If you are going to entrust your body to someone else then you want to know that they are up to it. Here are three key things to look for:
Their Teaching Style
Does the teacher look at what YOU are doing and adapt to how your body is reacting? Or does everyone do every exercise the same?
Are the teachers´ instructions normally easy to follow? (We all have days when we confuse left and right).
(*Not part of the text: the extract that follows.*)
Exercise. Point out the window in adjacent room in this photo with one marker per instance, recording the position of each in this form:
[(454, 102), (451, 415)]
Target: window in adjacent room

Do they use their hands to teach as well?
You should be looking for a teacher who is watching what is happening to your body and correcting it clearly and physically if necessary. You don’t want someone who is just repeating a script from the corner of the room. You may as well buy a DVD. It’s cheaper.
The Effect Of Their Teaching On Your Body
This one is easy. Does your body normally feel good as a result of their class? We all have off days (teacher and student alike), but if it usually takes you several days to feel OK again after a class then something is wrong. If you normally walk out of your class feeling amazing you know that whatever that person is doing works.
The Teacher’s Own Competence
Ask how long their training took. If it was only a month long then you need to wonder how much they actually learnt. Does your teacher keep studying? Do they regularly take classes? Do they keep developing their teaching skills? Can they practice what they preach?
A trainer who did their mat certification over four weekends and now prefers to do yoga or Zumba to keep fit is going to be quite different from someone who did a year long, full apparatus certification of 1000 hours and trains in Pilates 3 or 4 times a week.